Promise of catalytic capital
Having a catalytic capital asset allocation has also allowed the foundation to take a more integrated approach internally, creating a pathway for investments to move across asset classes, including grants. Woodcock provided many years of funding to Calvert Impact Capital, and when it reached operational sustainability, Woodcock graduated Calvert from its grantee portfolio and made a program-related investment through its note offering to advance economic development and gender equity. This allowed the foundation to continue to invest in Calvert, recycle the capital for additional impact, and also free up room in its grants budget to fund new efforts.
Woodcock also made a catalytic investment in the first fund of Acumen Latin America Impact Ventures (ALIVE), a proof-of-concept $25 million fund seeking to transform the lives of low-income people across Latin America.

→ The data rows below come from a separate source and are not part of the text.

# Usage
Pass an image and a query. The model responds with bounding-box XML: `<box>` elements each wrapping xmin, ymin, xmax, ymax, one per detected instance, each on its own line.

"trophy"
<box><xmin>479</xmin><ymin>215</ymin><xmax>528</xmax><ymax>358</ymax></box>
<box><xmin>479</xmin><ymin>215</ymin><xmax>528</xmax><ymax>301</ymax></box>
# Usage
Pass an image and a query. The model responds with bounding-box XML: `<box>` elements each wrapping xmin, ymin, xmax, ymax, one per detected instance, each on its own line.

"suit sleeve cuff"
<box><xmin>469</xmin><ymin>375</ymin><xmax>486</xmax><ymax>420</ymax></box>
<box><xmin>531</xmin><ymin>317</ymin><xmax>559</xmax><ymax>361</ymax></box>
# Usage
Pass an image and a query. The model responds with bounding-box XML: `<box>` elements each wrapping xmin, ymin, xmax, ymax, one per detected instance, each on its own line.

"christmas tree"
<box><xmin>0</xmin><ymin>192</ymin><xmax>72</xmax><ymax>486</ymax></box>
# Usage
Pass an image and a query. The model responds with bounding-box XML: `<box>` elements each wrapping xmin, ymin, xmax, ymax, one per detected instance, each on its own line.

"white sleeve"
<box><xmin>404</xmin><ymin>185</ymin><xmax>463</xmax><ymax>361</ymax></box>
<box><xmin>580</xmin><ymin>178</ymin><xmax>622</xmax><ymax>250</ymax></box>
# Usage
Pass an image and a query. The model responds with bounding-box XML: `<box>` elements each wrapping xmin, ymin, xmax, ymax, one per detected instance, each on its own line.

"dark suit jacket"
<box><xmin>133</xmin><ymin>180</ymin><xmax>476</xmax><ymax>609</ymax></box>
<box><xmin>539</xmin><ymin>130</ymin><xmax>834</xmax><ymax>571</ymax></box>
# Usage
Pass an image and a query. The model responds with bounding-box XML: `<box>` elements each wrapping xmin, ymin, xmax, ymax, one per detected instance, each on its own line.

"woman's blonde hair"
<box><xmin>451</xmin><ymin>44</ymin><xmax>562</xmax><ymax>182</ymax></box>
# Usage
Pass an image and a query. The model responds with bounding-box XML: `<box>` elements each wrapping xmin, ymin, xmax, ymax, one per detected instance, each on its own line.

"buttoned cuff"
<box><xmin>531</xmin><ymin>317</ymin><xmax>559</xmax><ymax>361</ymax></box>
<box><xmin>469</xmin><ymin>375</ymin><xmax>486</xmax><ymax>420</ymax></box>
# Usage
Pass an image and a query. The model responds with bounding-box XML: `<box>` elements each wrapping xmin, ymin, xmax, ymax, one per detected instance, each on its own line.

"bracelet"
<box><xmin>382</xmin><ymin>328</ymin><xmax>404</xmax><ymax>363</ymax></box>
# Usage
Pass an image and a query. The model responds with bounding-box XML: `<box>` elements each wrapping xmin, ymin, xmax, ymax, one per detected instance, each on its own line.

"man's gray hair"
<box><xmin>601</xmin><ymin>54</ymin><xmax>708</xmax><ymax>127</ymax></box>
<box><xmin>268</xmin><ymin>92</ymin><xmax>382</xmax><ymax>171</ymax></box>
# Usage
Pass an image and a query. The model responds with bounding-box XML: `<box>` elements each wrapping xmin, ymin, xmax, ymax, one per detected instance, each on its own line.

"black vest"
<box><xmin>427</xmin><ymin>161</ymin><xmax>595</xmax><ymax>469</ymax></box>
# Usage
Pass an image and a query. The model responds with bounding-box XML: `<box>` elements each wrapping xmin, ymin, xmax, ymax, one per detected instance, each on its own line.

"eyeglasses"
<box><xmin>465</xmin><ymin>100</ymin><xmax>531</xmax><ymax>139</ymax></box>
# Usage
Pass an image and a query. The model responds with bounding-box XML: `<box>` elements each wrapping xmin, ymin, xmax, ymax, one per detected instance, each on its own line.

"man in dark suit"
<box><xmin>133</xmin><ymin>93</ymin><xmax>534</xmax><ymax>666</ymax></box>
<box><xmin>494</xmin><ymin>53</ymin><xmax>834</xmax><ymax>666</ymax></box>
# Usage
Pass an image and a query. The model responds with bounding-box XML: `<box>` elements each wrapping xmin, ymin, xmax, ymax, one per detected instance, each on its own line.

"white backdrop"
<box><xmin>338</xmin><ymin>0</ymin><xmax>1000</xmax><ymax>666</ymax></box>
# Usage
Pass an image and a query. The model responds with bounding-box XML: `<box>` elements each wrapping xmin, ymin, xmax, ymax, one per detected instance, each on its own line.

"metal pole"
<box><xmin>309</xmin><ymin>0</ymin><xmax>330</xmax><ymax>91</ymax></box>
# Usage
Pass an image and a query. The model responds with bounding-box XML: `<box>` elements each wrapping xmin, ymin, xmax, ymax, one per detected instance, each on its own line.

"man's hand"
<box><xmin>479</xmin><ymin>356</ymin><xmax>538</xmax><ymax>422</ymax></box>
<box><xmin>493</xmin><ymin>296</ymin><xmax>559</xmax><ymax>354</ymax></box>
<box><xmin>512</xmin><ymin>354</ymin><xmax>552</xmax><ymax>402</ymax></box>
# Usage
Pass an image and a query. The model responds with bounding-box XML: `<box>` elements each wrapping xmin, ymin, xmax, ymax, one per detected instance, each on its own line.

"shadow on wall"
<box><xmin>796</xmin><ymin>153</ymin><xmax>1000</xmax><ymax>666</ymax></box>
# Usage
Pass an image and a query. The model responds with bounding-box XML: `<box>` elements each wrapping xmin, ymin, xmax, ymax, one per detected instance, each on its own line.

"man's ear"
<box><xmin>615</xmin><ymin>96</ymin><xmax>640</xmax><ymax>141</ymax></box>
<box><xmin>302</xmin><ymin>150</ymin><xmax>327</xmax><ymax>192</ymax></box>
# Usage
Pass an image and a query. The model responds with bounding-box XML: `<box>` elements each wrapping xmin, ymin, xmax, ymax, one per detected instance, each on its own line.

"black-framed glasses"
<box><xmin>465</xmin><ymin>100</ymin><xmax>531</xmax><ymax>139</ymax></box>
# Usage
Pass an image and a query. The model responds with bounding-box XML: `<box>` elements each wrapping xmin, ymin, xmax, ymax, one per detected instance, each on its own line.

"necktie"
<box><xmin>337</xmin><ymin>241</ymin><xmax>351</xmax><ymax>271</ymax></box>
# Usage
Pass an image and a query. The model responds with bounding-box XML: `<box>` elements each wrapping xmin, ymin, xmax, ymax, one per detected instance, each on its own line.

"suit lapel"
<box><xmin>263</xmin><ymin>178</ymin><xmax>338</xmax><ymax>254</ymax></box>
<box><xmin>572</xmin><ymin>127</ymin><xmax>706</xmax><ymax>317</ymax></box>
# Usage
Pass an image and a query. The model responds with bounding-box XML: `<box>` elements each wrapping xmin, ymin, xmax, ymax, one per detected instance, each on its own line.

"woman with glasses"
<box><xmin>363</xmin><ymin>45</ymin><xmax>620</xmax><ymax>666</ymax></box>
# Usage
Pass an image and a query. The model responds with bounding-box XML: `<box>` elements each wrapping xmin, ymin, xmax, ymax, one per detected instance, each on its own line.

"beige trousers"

After early success with the first fund’s strategy, Woodcock invested in the $80 million Fund II out of its market-rate private allocation, crowding in other commercial capital thanks to its track record.
Catalytic capital may be the key to maximizing impact by increasing the resources being used with impact as a primary purpose, expanding the type of impact that’s possible, and accelerating innovation that can unlock new capital for impact. If more foundations took this approach to asset allocation, a vast amount of additional impact-first capital could be unlocked.
In the shared quest to leave the world better than we found it, the promise of catalytic capital as an asset class is compelling.
Stacey Faella is executive director of the Woodcock Foundation.